Un ragazzo solo con la chitarra contro il mondo. Un diverso come B.B.King. A 9 anni Eric Clapton scoprì di essere stato rifiutato dalla madre e cresciuto dai nonni, un trauma che lo accompagnerà per molto tempo. L’unico suo rifugio è il programma tv Zio Mac che trasmetteva, anche, blues e una chitarra acustica dove, più tardi, proverà a rifare i dischi di Big Bill Bronzy. Il lungo documentario Eric Clapton: Life in 12 bars (in inglese con sottotitoli italiani, nelle sale il 26,27 e 28 febbraio distribuito da Lucky Red), racconta la storia intima e profonda di una grande icona della storia della musica, con l’aiuto di molti materiali inediti – foto e filmati familiari, esibizioni televisive e interviste storiche e recenti – messi a disposizione dallo stesso chitarrista alla regista Lili Fini Zanuck. Le dodici battute del blues sono state la sua unica costante, anche se nella sua vita rocambolesca ha attraversato centinaia di momenti magici e tragici: la sua dipendenza, per anni, dalle droghe prima «andavo in tour portandomi bustoni di cocaina» – ecco come nacque Cocaine- e dall’alcol poi, «sviluppai un’ossessione per Courvoisier e Remy Martin, di prima mattina».

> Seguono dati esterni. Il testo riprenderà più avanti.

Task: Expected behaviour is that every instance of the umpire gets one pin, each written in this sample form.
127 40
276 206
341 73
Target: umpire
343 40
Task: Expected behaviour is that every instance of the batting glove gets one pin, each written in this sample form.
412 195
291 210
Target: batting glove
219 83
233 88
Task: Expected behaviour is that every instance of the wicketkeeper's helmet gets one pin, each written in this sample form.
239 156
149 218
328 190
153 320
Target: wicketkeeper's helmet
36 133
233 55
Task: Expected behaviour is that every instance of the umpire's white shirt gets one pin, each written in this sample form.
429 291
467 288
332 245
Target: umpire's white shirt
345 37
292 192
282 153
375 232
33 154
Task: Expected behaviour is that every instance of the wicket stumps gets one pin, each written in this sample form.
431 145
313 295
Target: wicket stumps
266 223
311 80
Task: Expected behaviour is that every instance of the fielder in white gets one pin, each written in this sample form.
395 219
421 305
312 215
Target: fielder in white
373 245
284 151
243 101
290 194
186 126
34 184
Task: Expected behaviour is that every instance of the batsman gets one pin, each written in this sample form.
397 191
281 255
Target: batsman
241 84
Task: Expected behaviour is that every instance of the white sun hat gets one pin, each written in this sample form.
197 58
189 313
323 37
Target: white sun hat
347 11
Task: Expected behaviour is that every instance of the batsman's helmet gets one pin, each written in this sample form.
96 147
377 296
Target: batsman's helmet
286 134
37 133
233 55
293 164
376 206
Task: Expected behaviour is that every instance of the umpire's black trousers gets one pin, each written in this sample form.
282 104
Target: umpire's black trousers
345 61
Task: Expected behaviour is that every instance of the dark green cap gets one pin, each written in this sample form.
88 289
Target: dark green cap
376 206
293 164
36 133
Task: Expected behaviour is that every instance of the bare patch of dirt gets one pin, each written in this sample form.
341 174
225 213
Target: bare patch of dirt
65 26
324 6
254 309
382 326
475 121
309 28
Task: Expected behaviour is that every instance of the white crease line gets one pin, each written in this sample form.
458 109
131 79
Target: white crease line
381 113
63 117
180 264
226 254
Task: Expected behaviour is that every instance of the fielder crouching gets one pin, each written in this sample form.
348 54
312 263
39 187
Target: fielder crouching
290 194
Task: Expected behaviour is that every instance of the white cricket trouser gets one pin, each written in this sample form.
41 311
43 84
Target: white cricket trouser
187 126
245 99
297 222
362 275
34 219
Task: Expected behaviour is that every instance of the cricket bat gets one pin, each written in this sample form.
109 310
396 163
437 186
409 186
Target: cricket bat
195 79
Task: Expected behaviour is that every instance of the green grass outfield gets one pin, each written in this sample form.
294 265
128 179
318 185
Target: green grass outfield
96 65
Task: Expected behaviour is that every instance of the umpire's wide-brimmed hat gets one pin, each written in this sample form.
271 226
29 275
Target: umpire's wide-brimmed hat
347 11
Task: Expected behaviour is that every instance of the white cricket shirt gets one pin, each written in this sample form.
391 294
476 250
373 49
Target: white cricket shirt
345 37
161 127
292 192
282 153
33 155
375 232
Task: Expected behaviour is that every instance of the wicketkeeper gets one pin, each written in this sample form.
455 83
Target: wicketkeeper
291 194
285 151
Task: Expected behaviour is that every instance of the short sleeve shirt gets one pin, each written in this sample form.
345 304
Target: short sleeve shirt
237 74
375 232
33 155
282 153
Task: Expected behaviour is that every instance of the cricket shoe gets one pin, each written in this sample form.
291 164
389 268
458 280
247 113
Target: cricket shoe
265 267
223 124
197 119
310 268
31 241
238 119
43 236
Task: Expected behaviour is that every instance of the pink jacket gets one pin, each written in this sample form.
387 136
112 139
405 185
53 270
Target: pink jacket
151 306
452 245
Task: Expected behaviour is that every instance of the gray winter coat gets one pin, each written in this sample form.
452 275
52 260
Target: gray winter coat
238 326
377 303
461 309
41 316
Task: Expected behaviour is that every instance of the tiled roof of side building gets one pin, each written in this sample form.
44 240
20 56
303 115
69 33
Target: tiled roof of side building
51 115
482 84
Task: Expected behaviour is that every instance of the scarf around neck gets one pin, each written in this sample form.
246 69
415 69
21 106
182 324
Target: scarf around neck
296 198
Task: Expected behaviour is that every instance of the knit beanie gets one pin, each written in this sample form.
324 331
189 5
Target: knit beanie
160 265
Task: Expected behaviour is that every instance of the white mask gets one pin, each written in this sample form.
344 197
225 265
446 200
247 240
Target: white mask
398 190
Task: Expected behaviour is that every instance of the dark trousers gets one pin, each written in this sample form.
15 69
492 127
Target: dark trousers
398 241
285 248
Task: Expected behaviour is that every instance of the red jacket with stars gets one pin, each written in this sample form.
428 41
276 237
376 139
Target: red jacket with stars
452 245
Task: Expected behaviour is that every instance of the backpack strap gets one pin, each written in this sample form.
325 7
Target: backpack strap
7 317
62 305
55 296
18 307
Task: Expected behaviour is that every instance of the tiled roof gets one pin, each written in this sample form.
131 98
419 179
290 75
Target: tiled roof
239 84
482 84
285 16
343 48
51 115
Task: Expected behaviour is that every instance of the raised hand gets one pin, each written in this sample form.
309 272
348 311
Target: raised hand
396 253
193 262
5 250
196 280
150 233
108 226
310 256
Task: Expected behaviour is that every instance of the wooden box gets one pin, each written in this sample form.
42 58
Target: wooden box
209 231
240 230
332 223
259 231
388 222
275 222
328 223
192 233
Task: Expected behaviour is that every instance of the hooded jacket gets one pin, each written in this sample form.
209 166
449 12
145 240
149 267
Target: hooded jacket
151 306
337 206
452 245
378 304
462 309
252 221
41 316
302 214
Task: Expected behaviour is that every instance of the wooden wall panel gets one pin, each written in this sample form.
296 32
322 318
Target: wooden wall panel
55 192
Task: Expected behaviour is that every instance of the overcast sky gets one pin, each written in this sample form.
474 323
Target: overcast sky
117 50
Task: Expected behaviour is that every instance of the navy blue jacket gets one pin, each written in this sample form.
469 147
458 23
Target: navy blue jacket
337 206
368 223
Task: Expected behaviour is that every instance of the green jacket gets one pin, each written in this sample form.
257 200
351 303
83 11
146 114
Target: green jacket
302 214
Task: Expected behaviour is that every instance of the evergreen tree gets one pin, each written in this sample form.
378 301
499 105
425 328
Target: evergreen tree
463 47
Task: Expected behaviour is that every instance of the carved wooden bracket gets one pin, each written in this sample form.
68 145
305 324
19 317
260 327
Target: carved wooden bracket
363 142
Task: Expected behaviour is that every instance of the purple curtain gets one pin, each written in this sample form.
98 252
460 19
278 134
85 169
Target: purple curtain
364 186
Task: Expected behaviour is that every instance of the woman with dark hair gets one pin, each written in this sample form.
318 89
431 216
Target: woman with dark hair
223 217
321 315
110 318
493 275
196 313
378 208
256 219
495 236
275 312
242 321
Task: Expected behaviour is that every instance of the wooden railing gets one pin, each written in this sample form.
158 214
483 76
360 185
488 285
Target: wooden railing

Un’irrequietezza di fondo che gli farà cambiare band a ripetizione (Yardbirds, John Mayall & The bluesbreakers, the Cream, Blind Faith e Derek and the Dominos) e gli farà stringere amicizia con Jimi Hendrix, George Harrison, Roger Waters. Proprio l’amore tormentato della favola persiana di Layla e Majnun sarà l’ispirazione per il travolgente Layla, la sua dichiarazione sonora a Pattie Boyd, la moglie di Harrison, mentre le immagini live di Presence of the Lord (con Stevie Winwood) o in studio per l’assolo di Good to me as I am to you (con Aretha Franklin) sono strepitose così come i diversi filmini girati durante le prove o le registrazioni di brani nella sua villa nel Surrey.

Anche i suoi lunghi periodi bui – quando spendeva un patrimonio in sostanze stupefacenti, vendeva le sue chitarre agli spacciatori (e gli amici come Pete Townshend le ricompravano) o si presentava sul palco strafatto (i suoi leggendari commenti razzisti in concerto nel 1976 a favore del National Front) e veniva bersagliato da bottiglie e lattine dal pubblico e naturalmente la terribile vicenda del figlio Conor, morto a quattro anni cadendo dalla finestra al 54° piano di un grattacielo. Alla fine proprio quella dozzina di misure gli hanno salvato la vita e gli hanno fatto ottenere ben 18 Grammy Awards.